Not just any board game. I wanted one that would let me do the impossible: command luck itself.
What I remember clearly is the feeling: an electric jolt of I want to build something fun. Something insane. Something mine.
I’ve always been a game junkie. Strategy, sport, party, puzzles,… throw something competitive at me and I’ll find a way to be obnoxiously good at it. And yes, I’ll admit it: I like winning. I like being ridiculously good at new things. (thank you, cosmic beginner’s luck that shows up exactly when my ego needs it most).
But there was this one story of a board game that fascinated and scared me at the same time, and I could never really get it out of my head.

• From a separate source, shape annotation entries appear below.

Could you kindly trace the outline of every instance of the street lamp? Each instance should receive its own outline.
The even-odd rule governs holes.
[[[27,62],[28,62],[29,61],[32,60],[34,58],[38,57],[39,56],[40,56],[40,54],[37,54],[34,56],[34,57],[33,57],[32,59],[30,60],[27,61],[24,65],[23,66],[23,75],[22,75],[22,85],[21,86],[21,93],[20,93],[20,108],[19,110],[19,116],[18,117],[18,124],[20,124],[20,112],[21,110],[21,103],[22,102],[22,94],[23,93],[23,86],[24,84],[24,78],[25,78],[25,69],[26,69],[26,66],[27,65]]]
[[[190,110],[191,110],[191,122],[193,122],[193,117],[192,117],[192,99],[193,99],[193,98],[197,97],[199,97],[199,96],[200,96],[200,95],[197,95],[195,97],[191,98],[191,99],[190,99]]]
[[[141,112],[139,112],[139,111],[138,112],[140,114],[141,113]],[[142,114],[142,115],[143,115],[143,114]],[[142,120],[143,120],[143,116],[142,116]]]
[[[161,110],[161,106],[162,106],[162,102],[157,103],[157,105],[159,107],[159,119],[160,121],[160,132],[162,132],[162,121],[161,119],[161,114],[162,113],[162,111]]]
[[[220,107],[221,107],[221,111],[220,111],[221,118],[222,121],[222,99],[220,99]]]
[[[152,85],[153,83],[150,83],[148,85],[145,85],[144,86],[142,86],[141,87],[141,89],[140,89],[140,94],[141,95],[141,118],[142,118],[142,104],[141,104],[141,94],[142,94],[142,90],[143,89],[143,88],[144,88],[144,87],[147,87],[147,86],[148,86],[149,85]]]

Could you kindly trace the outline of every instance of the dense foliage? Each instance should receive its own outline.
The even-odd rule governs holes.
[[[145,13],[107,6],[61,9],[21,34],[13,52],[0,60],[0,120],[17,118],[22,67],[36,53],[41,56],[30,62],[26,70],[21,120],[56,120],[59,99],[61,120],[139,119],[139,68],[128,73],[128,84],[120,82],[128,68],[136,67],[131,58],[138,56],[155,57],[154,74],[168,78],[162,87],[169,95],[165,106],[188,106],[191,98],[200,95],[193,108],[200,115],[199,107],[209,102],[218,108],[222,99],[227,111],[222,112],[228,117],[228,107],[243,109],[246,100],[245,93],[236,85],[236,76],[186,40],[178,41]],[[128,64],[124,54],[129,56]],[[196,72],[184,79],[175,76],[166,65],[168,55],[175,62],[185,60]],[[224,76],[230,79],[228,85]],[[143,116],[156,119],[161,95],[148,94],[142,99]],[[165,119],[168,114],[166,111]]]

The dice game of the Mahabharata.
You know the one. A single game of chausar that literally tore apart the greatest family of the time and set the stage for the bloodiest war the world has ever seen. Whether you read it as mythology or metaphor, one thing is undeniable: the Mahabharata is a story in which a single roll of the dice changed the fate of an entire civilisation.
And at the centre of it all?
Shakuni.
The most misunderstood strategist of all time.
Master of probability, psychology, and chaos.
Rolling dice carved from his own father’s bones. Dice that obeyed him. Dice that let him look destiny in the eye and say, “Nah, we’re doing it my way.”
Tell me that’s not one of the coolest superpowers in all of fiction. (Remember that girl in Deadpool had luck as a superpower too! How cool was she!)
The man didn’t play the game. He owned the game. He tilted the scales of fate so hard that an entire epic had to be written just to deal with the fallout.
What would I do if I had Shakuni’s dice?
Would I be noble and fair? Would I quietly stack the odds in my favour every single turn? Would I burn the table down just to watch everyone else lose?
Goosebumps. Literal goosebumps.
That one question refused to leave my brain. It started whispering mechanics, components, betrayals, comebacks, glorious bastard moves… an entire game built around the intoxicating fantasy of controlling luck.
My brain lit up like Diwali.
Imagine a game where you didn’t just challenge luck; you could manipulate it. A game where luck wasn’t a random villain; it was a weapon you could wield. Abuse. Trade. Steal. A game where you get to be the villain with the magical dice and still walk away as the hero of your own story.
A game where you could, even if just for one evening, become as powerful as Shakuni on a wooden battlefield!
So here we are, years later.
I’m actually doing it.
I’m designing the board game I’ve been secretly dreaming about since that random evening. It’s soaked in Mahabharata flavour (without being a dry history lesson). It’s deliciously, gleefully unfair. It hands you the power to be Shakuni, to cheat fate, to steal victories from the jaws of defeat, to make your friends both hate you and desperately want to be you. Built to thrill you, frustrate you, empower you, and make you question your own moral compass.
It’s not gambling. It’s a hostile takeover of probability itself.
And soon, very soon, I’ll be ready to show it to the world.
So tell me honestly, would you like to play such a game?
Because I think many of you secretly would.